Par Marine Gilis.
Marine Gilis, Les archiveuses, Mémoire de Master 2, sous la direction de Régis Schlagdenhauffen, EHESS, 2016.
J’ai soutenu en juin 2016 à l’École des hautes études en sciences sociales un mémoire de master en sociologie intitulé « Les archiveuses ». J’ai observé et analysé pendant deux ans le collectif des Archives Recherches Cultures Lesbiennes (ARCL) auquel j’ai consacré mon mémoire de recherche. Durant ces deux années, mon sujet a évolué. Le titre de mon mémoire de M1, d’abord intitulé « ARCL : politiques d’archives, archives politiques », est devenu « Les archiveuses » en M2. En première année de master, j’ai davantage porté mon attention sur la dimension politique du collectif et notamment le discours sur la non mixité, le lesbianisme politique et le féminisme ainsi que les trajectoires individuelles des militantes des ARCL. Je me suis concentrée en deuxième année sur l’histoire du collectif, son fonctionnement et les difficultés traversées ou ressenties par ses membres. Mon travail de recherche m’a amenée finalement à étudier les trajectoires individuelles pour comprendre les logiques et les techniques à l’œuvre dans la collecte et l’archivage, le rapport au public, les projets réalisés, la place des outils numériques et les interrogations sur le devenir des ARCL. La problématique du mémoire est : Comment continuer à transmettre une mémoire lesbienne en période de mutation de l’engagement lesbien et de la circulation des savoirs à l’ère du numérique ?

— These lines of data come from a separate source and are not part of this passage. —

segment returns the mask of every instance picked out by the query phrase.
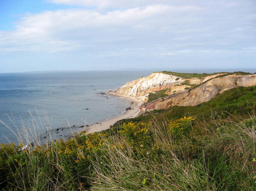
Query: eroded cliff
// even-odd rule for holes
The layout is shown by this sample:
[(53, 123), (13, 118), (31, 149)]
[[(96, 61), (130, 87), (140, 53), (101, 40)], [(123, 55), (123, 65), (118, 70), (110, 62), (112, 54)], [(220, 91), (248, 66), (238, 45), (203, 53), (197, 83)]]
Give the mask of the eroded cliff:
[[(145, 103), (140, 109), (143, 113), (174, 105), (195, 105), (231, 88), (256, 85), (256, 75), (225, 75), (228, 74), (222, 73), (203, 77), (185, 78), (155, 72), (127, 82), (115, 92), (142, 100)], [(166, 96), (147, 102), (150, 94), (165, 90)]]

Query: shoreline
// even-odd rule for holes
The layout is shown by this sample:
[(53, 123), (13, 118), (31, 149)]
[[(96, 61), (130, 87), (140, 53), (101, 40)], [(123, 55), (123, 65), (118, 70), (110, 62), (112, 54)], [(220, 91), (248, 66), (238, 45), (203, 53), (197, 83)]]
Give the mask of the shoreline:
[(110, 128), (117, 121), (123, 119), (130, 118), (134, 118), (137, 116), (140, 110), (139, 107), (143, 103), (143, 102), (140, 100), (138, 100), (134, 97), (129, 96), (121, 95), (113, 92), (111, 92), (108, 94), (112, 96), (122, 97), (129, 100), (131, 102), (133, 102), (133, 104), (131, 104), (131, 109), (125, 111), (123, 114), (114, 117), (109, 119), (98, 122), (91, 125), (87, 124), (88, 126), (85, 126), (84, 127), (79, 128), (78, 133), (83, 131), (86, 131), (86, 134), (89, 134), (94, 132), (98, 132), (103, 130), (105, 130)]

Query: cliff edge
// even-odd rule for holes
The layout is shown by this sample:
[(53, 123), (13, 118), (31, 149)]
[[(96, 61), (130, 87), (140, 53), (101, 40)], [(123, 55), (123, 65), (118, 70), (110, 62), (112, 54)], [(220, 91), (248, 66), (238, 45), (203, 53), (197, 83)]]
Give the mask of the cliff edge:
[[(197, 75), (165, 73), (167, 73), (154, 72), (128, 82), (114, 92), (141, 100), (144, 103), (140, 108), (141, 114), (174, 105), (196, 105), (230, 89), (256, 85), (256, 74), (241, 72)], [(188, 77), (189, 75), (185, 74), (193, 74), (191, 76), (195, 77)]]

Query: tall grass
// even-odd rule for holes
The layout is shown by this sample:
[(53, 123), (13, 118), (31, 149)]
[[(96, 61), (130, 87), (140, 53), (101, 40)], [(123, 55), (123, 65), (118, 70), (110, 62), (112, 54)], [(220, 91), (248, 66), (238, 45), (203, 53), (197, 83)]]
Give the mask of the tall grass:
[(255, 117), (222, 119), (130, 123), (23, 151), (2, 144), (0, 189), (255, 190)]

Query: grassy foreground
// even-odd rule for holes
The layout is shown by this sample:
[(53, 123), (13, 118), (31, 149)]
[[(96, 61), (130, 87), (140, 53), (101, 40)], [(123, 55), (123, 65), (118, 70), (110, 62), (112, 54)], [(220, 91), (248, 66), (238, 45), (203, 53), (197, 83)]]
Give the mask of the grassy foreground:
[(221, 77), (224, 76), (227, 76), (228, 75), (231, 75), (232, 74), (238, 74), (239, 75), (248, 75), (249, 74), (253, 74), (249, 72), (218, 72), (213, 73), (212, 74), (208, 74), (207, 73), (203, 73), (203, 74), (198, 74), (197, 73), (181, 73), (178, 72), (168, 72), (167, 71), (162, 71), (160, 72), (164, 74), (169, 74), (170, 75), (173, 75), (173, 76), (175, 76), (178, 77), (179, 77), (182, 78), (190, 78), (192, 77), (198, 77), (198, 78), (204, 78), (208, 76), (211, 76), (212, 75), (214, 75), (215, 74), (218, 74), (225, 73), (226, 74), (224, 75), (221, 75)]
[(65, 142), (2, 144), (0, 190), (256, 190), (255, 99), (238, 87)]
[(209, 127), (185, 117), (82, 132), (23, 151), (2, 144), (0, 189), (254, 190), (256, 123), (228, 118)]

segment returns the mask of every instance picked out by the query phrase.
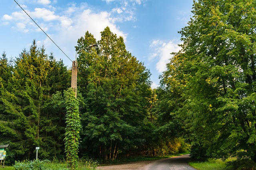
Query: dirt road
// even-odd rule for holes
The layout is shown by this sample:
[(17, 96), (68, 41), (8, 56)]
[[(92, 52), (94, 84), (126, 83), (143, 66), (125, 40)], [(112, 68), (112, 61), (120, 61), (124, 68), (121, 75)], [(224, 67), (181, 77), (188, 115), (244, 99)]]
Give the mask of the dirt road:
[(194, 168), (188, 165), (188, 155), (181, 155), (173, 158), (151, 161), (141, 161), (122, 165), (98, 167), (102, 170), (193, 170)]

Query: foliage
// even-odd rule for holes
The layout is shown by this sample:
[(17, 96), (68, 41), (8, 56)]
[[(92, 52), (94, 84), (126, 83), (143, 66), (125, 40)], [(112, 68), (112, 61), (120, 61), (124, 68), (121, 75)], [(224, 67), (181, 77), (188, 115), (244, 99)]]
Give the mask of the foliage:
[(68, 167), (71, 170), (78, 168), (78, 148), (81, 128), (79, 116), (79, 103), (76, 98), (73, 89), (69, 88), (64, 93), (66, 100), (66, 133), (65, 133), (65, 150)]
[[(96, 40), (87, 32), (78, 43), (82, 49)], [(144, 142), (140, 127), (147, 125), (150, 73), (108, 27), (97, 43), (96, 49), (78, 52), (78, 89), (86, 106), (81, 115), (83, 152), (114, 160)]]
[(16, 161), (13, 167), (15, 170), (45, 170), (47, 169), (45, 165), (49, 162), (48, 160), (41, 161), (38, 160), (30, 161)]
[[(51, 162), (47, 160), (42, 161), (38, 160), (30, 161), (28, 160), (18, 161), (15, 162), (15, 164), (13, 167), (15, 170), (68, 170), (70, 169), (66, 168), (66, 162)], [(97, 161), (88, 159), (79, 159), (78, 160), (78, 170), (96, 170), (96, 168), (98, 166)]]
[(4, 54), (0, 67), (0, 72), (6, 73), (0, 78), (0, 138), (2, 144), (10, 144), (8, 155), (16, 160), (35, 158), (36, 146), (41, 146), (42, 157), (58, 155), (64, 152), (64, 117), (52, 111), (51, 97), (66, 88), (66, 67), (52, 54), (48, 57), (44, 47), (37, 48), (35, 40), (29, 51), (24, 49), (14, 60), (15, 65)]

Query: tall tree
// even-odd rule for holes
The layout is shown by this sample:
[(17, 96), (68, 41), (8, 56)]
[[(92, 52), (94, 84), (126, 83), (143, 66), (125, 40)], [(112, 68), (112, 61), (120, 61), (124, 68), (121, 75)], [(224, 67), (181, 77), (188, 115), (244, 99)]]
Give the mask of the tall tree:
[[(78, 47), (95, 42), (87, 32)], [(86, 106), (82, 115), (83, 143), (91, 153), (114, 160), (118, 152), (143, 140), (139, 127), (148, 115), (150, 73), (126, 51), (123, 38), (108, 27), (101, 32), (98, 44), (96, 49), (80, 51), (78, 60), (78, 84)]]
[[(183, 84), (176, 112), (192, 141), (192, 156), (256, 162), (256, 2), (194, 1), (194, 16), (180, 33), (184, 43), (162, 82)], [(169, 83), (171, 82), (170, 83)]]
[[(44, 158), (64, 152), (59, 144), (64, 136), (59, 138), (64, 130), (57, 126), (65, 126), (61, 123), (64, 123), (64, 115), (52, 112), (49, 103), (52, 103), (53, 93), (63, 89), (68, 76), (62, 62), (50, 61), (45, 51), (43, 46), (37, 47), (34, 40), (29, 50), (24, 49), (15, 60), (8, 83), (1, 85), (0, 105), (4, 116), (0, 118), (3, 127), (0, 130), (2, 138), (9, 139), (12, 152), (20, 159), (32, 158), (36, 146), (41, 146), (40, 155)], [(58, 83), (64, 86), (55, 85)]]

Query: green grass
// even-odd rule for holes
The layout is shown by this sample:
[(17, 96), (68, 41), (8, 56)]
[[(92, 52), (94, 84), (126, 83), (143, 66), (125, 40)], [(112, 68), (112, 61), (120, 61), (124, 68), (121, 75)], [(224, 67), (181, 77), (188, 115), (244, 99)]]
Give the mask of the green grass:
[(14, 170), (14, 168), (12, 166), (4, 166), (4, 168), (3, 168), (3, 166), (0, 166), (0, 170)]
[(198, 170), (233, 170), (234, 169), (232, 166), (227, 167), (227, 162), (234, 160), (234, 158), (229, 158), (223, 162), (220, 159), (208, 159), (205, 162), (191, 162), (189, 163), (189, 165)]

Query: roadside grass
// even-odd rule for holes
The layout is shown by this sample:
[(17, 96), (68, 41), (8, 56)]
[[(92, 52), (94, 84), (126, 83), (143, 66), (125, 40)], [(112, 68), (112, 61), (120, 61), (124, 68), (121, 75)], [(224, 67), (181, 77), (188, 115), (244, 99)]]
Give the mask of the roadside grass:
[(191, 162), (188, 164), (198, 170), (233, 170), (232, 166), (227, 166), (228, 162), (235, 160), (234, 158), (230, 158), (223, 162), (221, 159), (209, 159), (205, 162)]
[[(121, 160), (115, 160), (113, 161), (104, 161), (101, 162), (100, 164), (101, 166), (111, 165), (118, 165), (126, 164), (131, 162), (158, 160), (159, 159), (171, 158), (179, 155), (183, 155), (189, 154), (189, 152), (188, 152), (182, 154), (178, 154), (165, 156), (150, 156), (147, 157), (143, 156), (134, 156), (126, 158), (122, 158)], [(29, 163), (29, 161), (28, 161), (28, 162), (27, 162), (27, 163), (24, 162), (24, 164), (27, 164), (28, 163)], [(22, 163), (20, 165), (21, 166), (23, 166), (24, 167), (25, 165), (26, 164), (22, 165)], [(94, 161), (92, 160), (79, 159), (78, 160), (78, 170), (95, 170), (96, 167), (98, 166), (99, 165), (99, 164), (98, 163), (98, 162)], [(46, 161), (46, 162), (44, 164), (44, 166), (46, 168), (46, 169), (47, 170), (66, 170), (68, 169), (66, 168), (66, 166), (67, 163), (66, 162), (61, 160), (58, 161), (57, 160), (55, 160), (54, 161)], [(0, 170), (14, 170), (14, 168), (13, 166), (5, 166), (4, 168), (2, 168), (2, 166), (0, 166)]]
[[(79, 159), (78, 170), (94, 170), (99, 165), (98, 162), (90, 159)], [(68, 170), (67, 168), (67, 164), (65, 161), (24, 161), (18, 162), (13, 166), (5, 166), (3, 168), (0, 166), (0, 170), (37, 170), (44, 169), (47, 170)], [(16, 166), (16, 169), (14, 167)]]
[(4, 166), (4, 168), (3, 166), (0, 166), (0, 170), (14, 170), (14, 168), (12, 166)]

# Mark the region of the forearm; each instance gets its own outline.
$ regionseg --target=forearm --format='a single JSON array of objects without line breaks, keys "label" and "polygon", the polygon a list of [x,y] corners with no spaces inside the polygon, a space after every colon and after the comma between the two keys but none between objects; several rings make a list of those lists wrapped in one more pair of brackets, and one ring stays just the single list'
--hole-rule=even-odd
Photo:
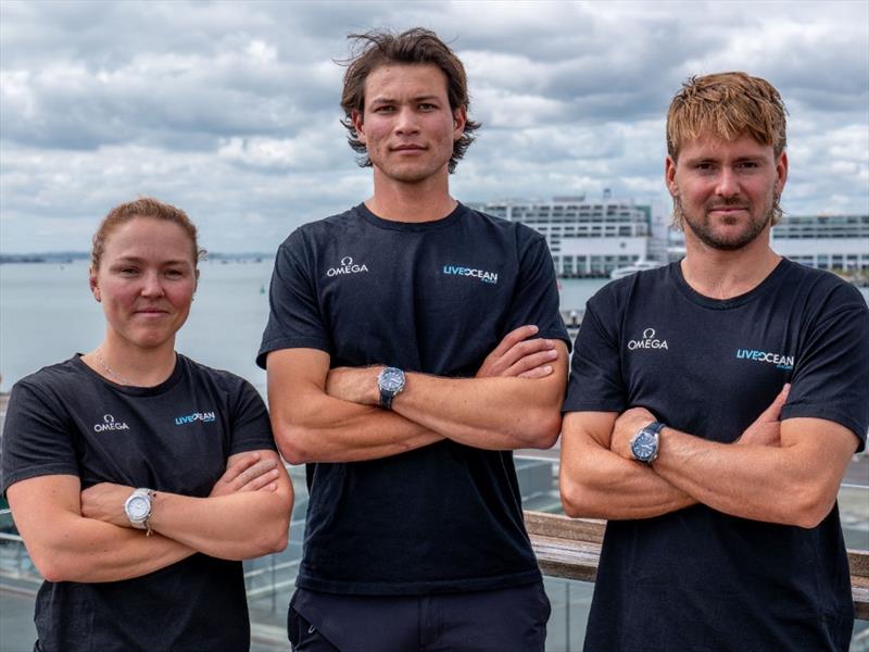
[{"label": "forearm", "polygon": [[652,518],[682,510],[696,500],[651,468],[619,457],[596,443],[562,454],[559,484],[568,516]]},{"label": "forearm", "polygon": [[407,374],[396,413],[443,437],[490,450],[551,448],[561,431],[563,375],[441,378]]},{"label": "forearm", "polygon": [[54,532],[39,541],[24,537],[34,564],[49,581],[103,582],[148,575],[196,551],[142,530],[65,514],[52,518]]},{"label": "forearm", "polygon": [[273,410],[272,423],[278,448],[292,464],[376,460],[443,439],[393,412],[320,390],[312,389],[291,406],[291,414]]},{"label": "forearm", "polygon": [[722,444],[665,428],[653,467],[719,512],[814,527],[832,509],[848,451],[840,462],[842,455],[833,456],[822,441],[799,443],[782,438],[781,446]]},{"label": "forearm", "polygon": [[158,491],[151,528],[207,555],[243,560],[287,547],[292,501],[289,481],[276,491],[191,498]]}]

Ce mémoire se présente en trois parties. La première pose la question de la légitimité de cet objet de recherche que sont les archives lesbiennes. Après une analyse des articles de loi qui déterminent la définition et l’usage des « archives », je me suis interrogée sur ce qui est en jeu dans la conservation, dans la construction de la mémoire collective et dans l’intégration de mémoires plurielles et minoritaires. J’ai ensuite cherché à comprendre comment les lesbiennes s’inscrivent dans une mémoire plurielle, à l’intérieur, en périphérie ou en dehors des mouvements féministes et homosexuels émergeant dans les années 1970. J’ai intégré des exemples de collectifs lesbiens non mixtes étrangers pour évoquer une prise de conscience, dans les pays occidentaux, de la nécessité de se mobiliser pour conserver, valoriser et faire vivre les vécus et luttes lesbiennes.
L’objectif de la deuxième partie est de présenter l’espace dans lequel évolue le collectif. Par espace, il faut comprendre à la fois l’espace physique (les différents lieux de conservation et les problématiques liées à ces lieux), mais aussi le milieu (politique, idéologique, les réseaux en lien avec ce collectif).
Les archiveuses s’interrogent sur leur capacité à bien transmettre et à assurer de façon pérenne ce rôle qui est le leur, celui de « gardiennes du temple ». Leurs interrogations sont présentées dans la dernière partie à travers l’analyse de la visibilité des ARCL et des difficultés ressenties ou vécues au sein du collectif, portant sur la dynamique du groupe, la fréquentation et les missions à assurer. On trouve donc dans ce mémoire aussi bien des extraits de récits de vies, que des données statistiques, une présentation des lieux qu’elles ont occupés, les grands projets réalisés et tous les aspects du collectif qui permettent de rendre compte de leur visibilité, de leurs questionnements et bien sûr de leur histoire.
Mon objectif à ce jour est de poursuivre en thèse en m’intéressant cette fois davantage aux outils numériques et aux modes de circulation des mémoires lesbiennes et féministes, en les comparant aux dynamiques d’autres pays et dans différents types de structures.